2. Only lot owners, including Maureen Stockdale were nominated for election.
3. The nominations were received before the end of the financial year and were listed on ballot-papers which were included in the notice of the annual general meeting.
4. The minutes of the annual general meeting indicate that 20 of the 30 lots in the scheme participated in the election and that owners clearly voted in favour of the chosen candidates.

However, the body corporate should ensure that future committee elections are conducted in accordance with the amended provisions of the Standard Module.

Secondly, the body corporate decided at the annual general meeting to shred the ballot-papers. The body corporate cannot make this decision.
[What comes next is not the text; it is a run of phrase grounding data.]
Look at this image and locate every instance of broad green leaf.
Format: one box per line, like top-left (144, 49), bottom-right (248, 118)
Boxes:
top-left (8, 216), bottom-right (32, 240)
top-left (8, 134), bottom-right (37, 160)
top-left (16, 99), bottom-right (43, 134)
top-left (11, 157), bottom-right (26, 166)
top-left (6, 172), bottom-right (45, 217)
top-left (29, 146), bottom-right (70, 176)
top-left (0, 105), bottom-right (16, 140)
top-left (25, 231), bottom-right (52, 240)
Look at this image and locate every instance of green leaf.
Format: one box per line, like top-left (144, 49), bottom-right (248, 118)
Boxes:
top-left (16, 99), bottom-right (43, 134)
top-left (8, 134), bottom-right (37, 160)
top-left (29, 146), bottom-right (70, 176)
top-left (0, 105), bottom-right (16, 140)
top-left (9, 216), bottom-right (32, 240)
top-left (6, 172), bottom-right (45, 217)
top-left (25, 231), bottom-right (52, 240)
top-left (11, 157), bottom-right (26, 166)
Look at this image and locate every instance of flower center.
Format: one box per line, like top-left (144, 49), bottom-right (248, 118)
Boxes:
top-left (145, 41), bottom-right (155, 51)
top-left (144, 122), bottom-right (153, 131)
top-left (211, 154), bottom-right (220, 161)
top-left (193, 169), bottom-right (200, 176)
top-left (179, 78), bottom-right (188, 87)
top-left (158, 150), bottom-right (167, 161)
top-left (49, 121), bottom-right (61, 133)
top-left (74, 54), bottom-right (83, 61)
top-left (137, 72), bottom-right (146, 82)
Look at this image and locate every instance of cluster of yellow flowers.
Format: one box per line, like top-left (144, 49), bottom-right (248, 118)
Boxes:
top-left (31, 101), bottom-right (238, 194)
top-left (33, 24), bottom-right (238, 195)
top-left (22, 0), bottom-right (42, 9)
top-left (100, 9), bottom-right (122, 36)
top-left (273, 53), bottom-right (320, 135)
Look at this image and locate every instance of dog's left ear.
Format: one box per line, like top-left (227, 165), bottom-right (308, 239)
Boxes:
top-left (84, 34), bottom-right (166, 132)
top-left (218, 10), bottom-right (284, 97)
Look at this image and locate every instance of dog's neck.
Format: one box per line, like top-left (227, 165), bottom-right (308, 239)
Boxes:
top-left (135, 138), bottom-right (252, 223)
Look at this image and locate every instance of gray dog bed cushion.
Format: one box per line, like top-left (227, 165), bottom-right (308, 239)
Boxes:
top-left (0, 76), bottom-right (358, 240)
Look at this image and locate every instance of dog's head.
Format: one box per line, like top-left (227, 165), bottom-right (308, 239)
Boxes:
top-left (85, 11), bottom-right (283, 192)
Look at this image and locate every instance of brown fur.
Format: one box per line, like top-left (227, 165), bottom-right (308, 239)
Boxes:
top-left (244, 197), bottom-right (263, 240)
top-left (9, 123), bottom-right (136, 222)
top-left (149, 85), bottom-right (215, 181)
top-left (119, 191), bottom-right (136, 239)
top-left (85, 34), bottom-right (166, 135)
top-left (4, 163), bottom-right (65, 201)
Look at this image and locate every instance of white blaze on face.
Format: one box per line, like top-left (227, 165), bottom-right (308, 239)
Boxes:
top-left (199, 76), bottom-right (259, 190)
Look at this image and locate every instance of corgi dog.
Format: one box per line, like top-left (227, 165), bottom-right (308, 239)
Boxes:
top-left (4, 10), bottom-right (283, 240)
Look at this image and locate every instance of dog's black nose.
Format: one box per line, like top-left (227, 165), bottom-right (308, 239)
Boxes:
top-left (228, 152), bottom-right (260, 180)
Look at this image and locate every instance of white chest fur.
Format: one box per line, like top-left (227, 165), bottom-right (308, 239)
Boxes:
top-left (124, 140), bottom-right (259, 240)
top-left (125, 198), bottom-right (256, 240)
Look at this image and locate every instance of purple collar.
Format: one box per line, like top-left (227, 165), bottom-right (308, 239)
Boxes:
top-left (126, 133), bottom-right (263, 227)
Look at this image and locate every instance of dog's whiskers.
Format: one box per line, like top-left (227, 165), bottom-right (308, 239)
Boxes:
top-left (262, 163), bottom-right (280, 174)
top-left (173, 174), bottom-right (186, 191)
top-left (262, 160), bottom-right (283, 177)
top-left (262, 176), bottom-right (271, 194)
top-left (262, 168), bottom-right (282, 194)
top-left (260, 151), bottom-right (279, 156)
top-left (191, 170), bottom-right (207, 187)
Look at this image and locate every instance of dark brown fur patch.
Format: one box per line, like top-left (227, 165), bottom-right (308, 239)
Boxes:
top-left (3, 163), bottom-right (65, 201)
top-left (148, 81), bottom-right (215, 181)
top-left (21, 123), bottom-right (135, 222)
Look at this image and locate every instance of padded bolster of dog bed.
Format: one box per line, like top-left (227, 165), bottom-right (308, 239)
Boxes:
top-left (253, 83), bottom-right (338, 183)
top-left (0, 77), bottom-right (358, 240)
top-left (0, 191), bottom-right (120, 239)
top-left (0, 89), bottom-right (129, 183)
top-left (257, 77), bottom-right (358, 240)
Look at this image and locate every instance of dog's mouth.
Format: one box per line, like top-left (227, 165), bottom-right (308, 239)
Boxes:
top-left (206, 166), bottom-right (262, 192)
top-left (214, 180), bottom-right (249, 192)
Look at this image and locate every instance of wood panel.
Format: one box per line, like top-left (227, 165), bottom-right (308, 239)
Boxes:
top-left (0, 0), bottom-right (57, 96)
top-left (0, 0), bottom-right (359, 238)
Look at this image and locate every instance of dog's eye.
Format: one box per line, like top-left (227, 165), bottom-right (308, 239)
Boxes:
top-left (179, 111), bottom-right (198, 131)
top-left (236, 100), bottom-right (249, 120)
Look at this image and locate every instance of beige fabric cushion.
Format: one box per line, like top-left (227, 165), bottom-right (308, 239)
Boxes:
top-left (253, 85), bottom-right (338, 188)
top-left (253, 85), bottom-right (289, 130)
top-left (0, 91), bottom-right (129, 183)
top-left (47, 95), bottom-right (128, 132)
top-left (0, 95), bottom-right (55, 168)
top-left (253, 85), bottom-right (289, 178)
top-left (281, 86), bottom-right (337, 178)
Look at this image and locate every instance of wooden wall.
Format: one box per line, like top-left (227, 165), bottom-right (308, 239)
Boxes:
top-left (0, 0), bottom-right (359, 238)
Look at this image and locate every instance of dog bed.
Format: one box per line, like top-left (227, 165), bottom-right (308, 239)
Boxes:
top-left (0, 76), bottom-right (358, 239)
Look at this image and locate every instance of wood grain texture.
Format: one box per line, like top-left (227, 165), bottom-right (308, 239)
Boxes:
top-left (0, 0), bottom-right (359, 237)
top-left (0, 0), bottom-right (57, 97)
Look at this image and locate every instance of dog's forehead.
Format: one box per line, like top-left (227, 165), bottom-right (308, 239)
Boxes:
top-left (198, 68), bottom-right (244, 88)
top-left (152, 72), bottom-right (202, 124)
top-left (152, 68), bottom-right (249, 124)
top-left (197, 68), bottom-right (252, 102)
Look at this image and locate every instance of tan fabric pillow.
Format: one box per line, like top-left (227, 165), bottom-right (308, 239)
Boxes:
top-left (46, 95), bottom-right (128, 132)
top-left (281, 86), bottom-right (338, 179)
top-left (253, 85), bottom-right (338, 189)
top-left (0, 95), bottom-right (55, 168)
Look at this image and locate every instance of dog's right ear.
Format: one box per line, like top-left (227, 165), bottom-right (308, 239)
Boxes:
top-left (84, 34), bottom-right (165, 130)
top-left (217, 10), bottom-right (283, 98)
Sections 148 and 149 of the Standard Module make provision for the keeping and disposal of body corporate records. Completed ballot-papers are "associated general meeting material" under section 148. Section 149(4) provides that this material may only be disposed of 2 years after their creation or receipt. Therefore, the practice of deciding to destroy the ballot-papers at or immediately after an annual general meeting must cease.

In relation to the returning officer, section 54 of the Standard Module provides for a person’s appointment and functions. While section 54(1) refers to a compulsory appointment where a motion is to be decided by secret ballot, section 54(2) provides for an appointment for any other general meeting. Therefore, the body corporate can appoint a person as a returning officer, otherwise then for a motion requiring a secret ballot. There is no indication that the person appointed for the annual general meeting is not eligible under section 54(4).